Scaling and Luescher Term in a non-Abelian (2+1)d SU$(2)$ Quantum Link Model

TL;DR

This paper uses tensor network methods to study a 2+1 dimensional non-Abelian SU(2) quantum link model, revealing confining behavior, a Lüscher term, and a rough string regime across various coupling strengths.

Contribution

It provides the first detailed tensor network analysis of the confining potential and string properties in a non-Abelian quantum link model in 2+1 dimensions.

Findings

The theory is confining across all studied couplings.

A clear Lüscher term with a coupling-dependent coefficient is observed.

String width scales logarithmically with length, indicating a rough string without a roughening transition.

Abstract

We investigate a non-Abelian SU$(2)$ quantum link model in $2+1$ dimensions on a hexagonal lattice using tensor network methods.

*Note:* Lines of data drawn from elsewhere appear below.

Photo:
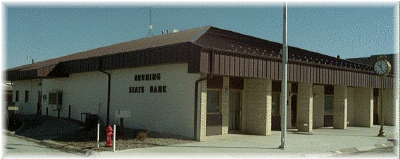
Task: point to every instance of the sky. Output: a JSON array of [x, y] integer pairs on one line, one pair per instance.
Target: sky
[[48, 30]]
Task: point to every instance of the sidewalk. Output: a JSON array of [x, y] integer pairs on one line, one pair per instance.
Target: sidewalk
[[325, 142]]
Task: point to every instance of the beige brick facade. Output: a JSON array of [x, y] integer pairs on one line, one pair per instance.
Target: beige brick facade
[[257, 102], [363, 107], [340, 107], [305, 107], [318, 106]]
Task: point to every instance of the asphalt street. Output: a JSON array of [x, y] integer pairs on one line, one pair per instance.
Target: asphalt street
[[15, 147], [375, 153]]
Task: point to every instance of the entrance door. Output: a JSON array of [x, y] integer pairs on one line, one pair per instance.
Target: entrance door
[[234, 111], [294, 109]]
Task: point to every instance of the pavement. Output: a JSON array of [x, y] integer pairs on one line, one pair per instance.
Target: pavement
[[322, 142], [16, 147]]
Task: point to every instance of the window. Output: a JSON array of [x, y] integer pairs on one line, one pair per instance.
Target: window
[[276, 103], [328, 109], [16, 96], [213, 101], [26, 96], [55, 98]]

We determine the static quark potential for a wide range of bare coupling values and find that the theory is confining. We also probe the existence of a L\"uscher term and find a clear signal with a $g^2$ dependent coefficient, in qualitative agreement with a strong coupling expansion. Correspondingly, the width of the strings scales logarithmically with the string length again for all $g^2$-values, providing evidence for a rough string, with no indication for a roughening transition.